Wherever it may come from, the growing popularity of Badugi is easy to understand. It's a game that most poker players are quick to pick up once they've played a few hands. It mixes elements of several other poker variants into a quick and fun game. With only four cards in your hand, four betting rounds and three draws, the pace of the game is usually brisk and there's plenty of action when two players pick up even remotely decent hands. Those qualities (and a $5,000 guarantee) were enough to draw 1,687 players to the tables for MicroMillions Event 28. The top 224 players would split a $8,435 prize pool, with $1,477.29 designated for the winner.
From four tables to one
With stakes beginning at 20/40 and stacks starting at 5,000 chips, everyone had lots of room to maneuver. But there was little room for error - or for poor timing - by the time four tables remained in play. At that point even the tournament's biggest stack, a 554,300-chip collection belonging to Germany's kniiiipi, was worth just 11 big bets with the stakes at 25K/50K. Only once the stakes had gone up to 30K/60K did anyone jump ahead of the field, and then it was actually two players doing the jumping: Belgium's Ho_Ci_Minh with a 360K pot against instigator55 and several more taken down uncontested, and Hungary's pyszkawas with the elimination of rewind2007. Both players were within one big bet of 1 million chips while the rest of the competition stayed around 600K or below.
The star of Level 37 (35K/70K) was Germany's CyberTox, who grabbed two big pots to take the lead. In the first, worth 402,500, a J♥ 7♣ 2♠ A♦ Badugi was enough to beat kniiiipi's three-card Q♥ 9♥ 7♦ 2♣. In the second, 7♣ 5♠ 4♥ 2♦ was good against K♠ 7♥ 3♦ 2♣, sending Russia's YarJackStar out in 19th place. That put CyberTox over the 1.3M-chip mark, neck-and-neck with pyszkawas for the chip lead. The two players would end up sitting at separate tables as the field was reduced to 16 players on the 40K/80K level.

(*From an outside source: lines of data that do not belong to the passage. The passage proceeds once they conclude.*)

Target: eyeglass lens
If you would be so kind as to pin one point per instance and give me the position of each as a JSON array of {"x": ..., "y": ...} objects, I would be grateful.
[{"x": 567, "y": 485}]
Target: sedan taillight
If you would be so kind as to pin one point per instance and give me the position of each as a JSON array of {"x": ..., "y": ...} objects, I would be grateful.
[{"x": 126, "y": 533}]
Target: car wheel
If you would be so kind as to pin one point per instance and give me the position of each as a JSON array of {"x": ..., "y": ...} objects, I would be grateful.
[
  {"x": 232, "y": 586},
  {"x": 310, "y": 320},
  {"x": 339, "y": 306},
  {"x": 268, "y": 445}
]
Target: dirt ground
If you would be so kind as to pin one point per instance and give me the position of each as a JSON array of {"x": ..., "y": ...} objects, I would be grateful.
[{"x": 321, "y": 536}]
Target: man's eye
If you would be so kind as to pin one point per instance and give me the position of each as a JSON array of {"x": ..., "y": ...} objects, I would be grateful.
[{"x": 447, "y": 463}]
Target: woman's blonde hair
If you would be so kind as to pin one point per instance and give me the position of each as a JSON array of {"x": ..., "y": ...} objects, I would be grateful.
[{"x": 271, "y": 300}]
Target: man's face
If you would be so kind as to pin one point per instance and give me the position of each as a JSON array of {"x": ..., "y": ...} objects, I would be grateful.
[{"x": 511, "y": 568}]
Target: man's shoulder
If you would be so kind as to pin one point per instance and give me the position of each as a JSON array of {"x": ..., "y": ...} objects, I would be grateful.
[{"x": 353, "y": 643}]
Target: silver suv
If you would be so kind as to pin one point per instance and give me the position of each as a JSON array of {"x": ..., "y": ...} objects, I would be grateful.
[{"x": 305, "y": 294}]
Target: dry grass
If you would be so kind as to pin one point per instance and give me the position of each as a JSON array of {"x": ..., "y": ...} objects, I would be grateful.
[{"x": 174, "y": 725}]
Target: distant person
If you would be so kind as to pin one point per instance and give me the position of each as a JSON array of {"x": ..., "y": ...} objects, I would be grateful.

It was rough going to pyszkawas when play resumed after the 1pm ET break, dropping pots to Peru's HectorCalder and China's feiie to fall back under 1M chips. As the stakes rose to 50K/100K, both of those players would climb over the 1M-chip mark themselves. Meanwhile, on the other table, CyberTox grabbed the pot of the tournament so far with this win against denisrevo2:
Only 10 players remained as the stakes went up to 60K/120K. The short stack, Brazil's montedonio, survived one all-in situation after standing pat with a jack Badugi and seeing denisrevo2 fail to outdraw him. But on the next time was the last, as denisrevo2 got those chip back with a queen Badugi to send montedorio out in 10th place ($63.26). On the other table pyszkawas climbed back to 2nd place with a good call after the third draw, correctly determining his Q♥ 7♠ 5♦ 3♣ Badugi was good against WithoutFishS's three-card T♣ 9♣ 6♥ 2♦. As play went to hand-for-hand, it was Russia's YUVSEG who benefited most, first snatching an 840K-chip pot with a three-card 8♥ 4♦ 3♠ 2♦ against the now crippled Ho_Ci_Minh's three-card T♠ 8♠ 7♦ 3♣ and then taking a 660K pot from CyberTox uncontested after the third draw. When Ho_Ci_Minh busted out moments later, the final table was set.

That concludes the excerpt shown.